At times, tangles of liana-choked deadfall pushed us off the ridge trail, but Vargas quickly got us on track. The gentle tzing of his razor-sharp machete left a wake of fresh-cut vegetation behind like bread crumbs. Smiling and joking in the oppressive heat and sweat-soaking humidity, Peggy watched for birds and monkeys. She never complained, despite waking up nauseated from dinner the night before and fretting about snakes underfoot today. She had no difficulty keeping up. This was the mother of our son.
By early afternoon Vargas announced: “Rio Claro.” He pointed to a silver sliver far below at the bottom of a steep-sided valley. It seemed unlikely that Roman, following only the small, thin pica trails that are so rarely used and easily lost, would have made it to here. I hoped he had exercised judgment enough not to try crossing Las Quebraditas. But we had to. We owed it to ourselves and to him to be here and look. We kept close to the Osa’s most experienced tracker.
On a ridge high above two branches of the Rio Claro, Vargas and his son disagreed over where we were. Once my phone’s GPS acquired a signal through a thinning in the canopy, I showed Jefe our location and pointed to the Rio Claro on both map and landscape. Going right would take us down to the river, but instead Vargas took us left and then up, up, up, rushing headlong into a sudden downpour.

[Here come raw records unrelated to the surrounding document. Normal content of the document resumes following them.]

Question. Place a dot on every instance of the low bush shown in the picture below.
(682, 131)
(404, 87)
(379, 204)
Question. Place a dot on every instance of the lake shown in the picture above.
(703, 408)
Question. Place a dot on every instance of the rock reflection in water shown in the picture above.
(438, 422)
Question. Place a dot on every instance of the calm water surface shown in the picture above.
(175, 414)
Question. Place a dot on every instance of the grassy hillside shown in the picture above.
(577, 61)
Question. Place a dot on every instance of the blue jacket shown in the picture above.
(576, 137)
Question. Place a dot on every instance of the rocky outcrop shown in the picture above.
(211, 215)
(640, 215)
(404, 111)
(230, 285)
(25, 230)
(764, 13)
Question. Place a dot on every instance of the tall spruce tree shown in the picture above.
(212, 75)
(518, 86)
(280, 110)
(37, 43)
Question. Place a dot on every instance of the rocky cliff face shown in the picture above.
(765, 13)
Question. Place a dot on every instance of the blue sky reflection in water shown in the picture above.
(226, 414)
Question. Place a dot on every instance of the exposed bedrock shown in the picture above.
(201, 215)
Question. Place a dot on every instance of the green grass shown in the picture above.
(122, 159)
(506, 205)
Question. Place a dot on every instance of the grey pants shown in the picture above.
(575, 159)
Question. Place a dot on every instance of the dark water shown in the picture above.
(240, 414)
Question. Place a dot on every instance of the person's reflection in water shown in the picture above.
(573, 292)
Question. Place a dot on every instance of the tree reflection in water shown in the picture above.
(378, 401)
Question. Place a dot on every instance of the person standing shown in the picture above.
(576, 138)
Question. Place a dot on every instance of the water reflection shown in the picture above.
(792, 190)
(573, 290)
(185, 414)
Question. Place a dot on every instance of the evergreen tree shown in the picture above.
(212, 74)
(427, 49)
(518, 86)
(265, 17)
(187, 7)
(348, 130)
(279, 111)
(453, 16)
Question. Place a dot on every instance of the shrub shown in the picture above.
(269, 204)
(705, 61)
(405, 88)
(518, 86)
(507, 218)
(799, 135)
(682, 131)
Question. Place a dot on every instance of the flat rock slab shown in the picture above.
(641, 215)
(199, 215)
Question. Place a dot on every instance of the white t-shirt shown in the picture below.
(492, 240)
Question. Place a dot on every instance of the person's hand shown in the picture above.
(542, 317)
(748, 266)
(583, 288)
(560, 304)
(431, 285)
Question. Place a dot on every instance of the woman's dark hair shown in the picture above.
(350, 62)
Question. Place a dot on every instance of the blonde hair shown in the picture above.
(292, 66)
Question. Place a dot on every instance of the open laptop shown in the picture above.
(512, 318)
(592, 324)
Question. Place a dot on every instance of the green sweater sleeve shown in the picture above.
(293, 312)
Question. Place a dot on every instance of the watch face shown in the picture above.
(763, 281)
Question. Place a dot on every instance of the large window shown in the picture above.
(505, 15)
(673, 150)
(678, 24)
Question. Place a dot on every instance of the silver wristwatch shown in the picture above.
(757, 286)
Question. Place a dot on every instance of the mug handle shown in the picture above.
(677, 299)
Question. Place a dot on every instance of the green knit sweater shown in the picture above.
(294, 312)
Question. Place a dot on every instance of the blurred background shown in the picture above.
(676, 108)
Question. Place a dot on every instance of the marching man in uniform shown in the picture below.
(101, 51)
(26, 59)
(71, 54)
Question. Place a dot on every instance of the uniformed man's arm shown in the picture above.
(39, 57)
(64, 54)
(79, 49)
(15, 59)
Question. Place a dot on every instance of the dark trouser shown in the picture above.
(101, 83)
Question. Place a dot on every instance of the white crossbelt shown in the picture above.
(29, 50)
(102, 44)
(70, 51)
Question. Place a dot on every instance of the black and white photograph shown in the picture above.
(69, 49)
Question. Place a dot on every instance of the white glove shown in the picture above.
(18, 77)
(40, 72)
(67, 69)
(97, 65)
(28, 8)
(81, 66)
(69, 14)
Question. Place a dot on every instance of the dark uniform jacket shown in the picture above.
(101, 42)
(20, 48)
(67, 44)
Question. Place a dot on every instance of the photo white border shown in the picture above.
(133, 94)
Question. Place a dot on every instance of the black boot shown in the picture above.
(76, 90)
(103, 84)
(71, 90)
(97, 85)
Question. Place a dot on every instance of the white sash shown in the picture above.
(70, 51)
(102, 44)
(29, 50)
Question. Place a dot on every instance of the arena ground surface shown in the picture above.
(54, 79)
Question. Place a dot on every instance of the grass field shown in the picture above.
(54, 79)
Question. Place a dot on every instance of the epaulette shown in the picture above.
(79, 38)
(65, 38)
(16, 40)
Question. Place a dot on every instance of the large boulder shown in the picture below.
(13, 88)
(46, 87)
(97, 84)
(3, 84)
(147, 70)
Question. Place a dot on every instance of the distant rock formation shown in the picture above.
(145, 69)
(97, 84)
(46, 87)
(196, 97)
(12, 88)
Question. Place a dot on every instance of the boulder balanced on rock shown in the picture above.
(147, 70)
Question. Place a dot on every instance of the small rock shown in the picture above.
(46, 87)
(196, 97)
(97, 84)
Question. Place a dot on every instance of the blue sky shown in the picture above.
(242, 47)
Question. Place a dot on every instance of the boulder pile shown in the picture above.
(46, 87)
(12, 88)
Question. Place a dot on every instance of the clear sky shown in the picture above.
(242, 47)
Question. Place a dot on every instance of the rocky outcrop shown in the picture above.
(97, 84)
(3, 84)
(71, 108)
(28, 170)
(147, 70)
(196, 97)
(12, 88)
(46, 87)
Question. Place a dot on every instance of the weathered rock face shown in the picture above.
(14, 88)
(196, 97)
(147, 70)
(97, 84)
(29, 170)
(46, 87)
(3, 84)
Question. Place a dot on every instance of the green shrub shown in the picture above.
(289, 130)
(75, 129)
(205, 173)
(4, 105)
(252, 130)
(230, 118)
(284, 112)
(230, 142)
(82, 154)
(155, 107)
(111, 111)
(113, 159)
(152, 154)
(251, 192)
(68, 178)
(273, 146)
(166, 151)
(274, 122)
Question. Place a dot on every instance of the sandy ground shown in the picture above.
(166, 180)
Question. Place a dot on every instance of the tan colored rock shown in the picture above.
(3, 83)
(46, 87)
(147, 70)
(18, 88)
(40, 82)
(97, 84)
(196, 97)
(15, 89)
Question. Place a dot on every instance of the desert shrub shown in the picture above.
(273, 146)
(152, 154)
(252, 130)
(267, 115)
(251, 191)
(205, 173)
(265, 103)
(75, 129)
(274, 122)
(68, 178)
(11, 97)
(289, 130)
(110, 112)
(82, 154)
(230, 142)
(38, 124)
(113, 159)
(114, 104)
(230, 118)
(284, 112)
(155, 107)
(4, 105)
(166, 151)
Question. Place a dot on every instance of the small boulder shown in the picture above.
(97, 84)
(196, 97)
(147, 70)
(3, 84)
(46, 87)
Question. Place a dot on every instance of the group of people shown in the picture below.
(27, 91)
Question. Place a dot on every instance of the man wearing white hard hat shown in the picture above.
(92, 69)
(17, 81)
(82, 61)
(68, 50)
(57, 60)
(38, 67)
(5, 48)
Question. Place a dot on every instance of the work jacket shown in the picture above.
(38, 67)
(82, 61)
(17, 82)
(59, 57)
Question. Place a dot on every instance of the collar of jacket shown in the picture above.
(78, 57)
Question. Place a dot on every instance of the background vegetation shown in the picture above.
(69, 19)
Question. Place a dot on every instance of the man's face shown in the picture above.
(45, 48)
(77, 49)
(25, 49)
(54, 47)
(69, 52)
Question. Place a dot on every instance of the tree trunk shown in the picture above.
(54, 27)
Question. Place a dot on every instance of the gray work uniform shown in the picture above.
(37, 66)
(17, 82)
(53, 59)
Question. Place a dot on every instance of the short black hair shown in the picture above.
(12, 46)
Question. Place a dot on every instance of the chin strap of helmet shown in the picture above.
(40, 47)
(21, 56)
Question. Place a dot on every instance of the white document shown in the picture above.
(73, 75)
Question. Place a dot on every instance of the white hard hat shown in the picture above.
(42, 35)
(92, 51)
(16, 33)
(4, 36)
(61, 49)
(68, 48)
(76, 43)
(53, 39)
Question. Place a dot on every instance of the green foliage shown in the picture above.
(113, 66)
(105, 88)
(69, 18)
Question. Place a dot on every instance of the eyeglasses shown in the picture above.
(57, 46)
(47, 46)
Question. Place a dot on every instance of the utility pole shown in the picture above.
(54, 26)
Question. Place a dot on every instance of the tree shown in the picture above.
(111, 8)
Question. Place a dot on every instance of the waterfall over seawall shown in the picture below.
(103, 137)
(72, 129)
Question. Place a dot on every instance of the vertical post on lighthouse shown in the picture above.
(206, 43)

While trying to hang on to his pace, I gestured this didn’t seem right. Vargas responded by plunging off the ridge on a tapir trail where the rainstorm left a small stream spilling down muddy steps. The pouring rain chilled Peggy first and then us all. “You said we’d camp before the rain! That’s what you said!” Peggy reminded me over the din of big drops pounding on layer upon layers of forest leaves. “Why not here?” she implored.
“Acampar aqui!” I yelled over the crash of water. Camp here!
“No agua!” came the reply. No water!
I smiled and held out my arms, palms up at the deluge all around us, then dropped my pack, pulled out a large Visqueen sheet, and pitched it. Peggy and I ducked under the plastic to escape the cold rain. Vargas pulled out a brand-new, tiny dome tent and erected it quickly without Visqueen above.
Peggy collected rainwater in our bottles and cookpot as it ran off our plastic shelter. I erected our bug net tent, then took a full water bottle to the other tent as a peace offering. We stripped off wet clothes and hung them to drain. Peggy ate an entire hot meal, settling her cramps and relaxing her. While she’d found her appetite, she slept little, picking off small ticks from her skin as they bit her most of the night. Early in the morning, lightning flashed and thundered. A tree crashed to the ground.
FATHER AND SON sat eating breakfast as we broke camp and packed. My GPS showed us perched on a narrow ridge with the Rio Claro’s headwater forks a thousand vertical feet below us. At first, we climbed higher, back into the dry-feeling oak forests, then dropped steeply down a knife-edged ridge to the Rio Claro. “It should be easier from here,” I said, relieved to be down.
“I hope so. That last bit was too steep! And so much off-trail—I was worried about snakes.”
At the bottom we caught our breath and scraped the leaves, twigs, spiders, and ants from between our shirt collars and sweaty, naked necks. “Roman probably realized this isn’t a good route. It’s more work than it is interesting,” Peggy said between gulps of cool stream water.
At first the creek was shallow and slippery, but it soon gained flow from tributaries and its sandbars offered good walking. In quick succession, we passed an elaborate mining system of hand-built dikes, walls, and channels, then a beautiful natural weeping wall of seeps and waterfalls, covered in hanging gardens of ferns and mosses. The air smelled earthy and wet.
Peggy inspected areas along the creek that might hide Roman and his tent. “Where would he cross and where would he camp?” Peggy asked, tears in her eyes as she saw the immensity of the problem. “We need to get ourselves into his mind.”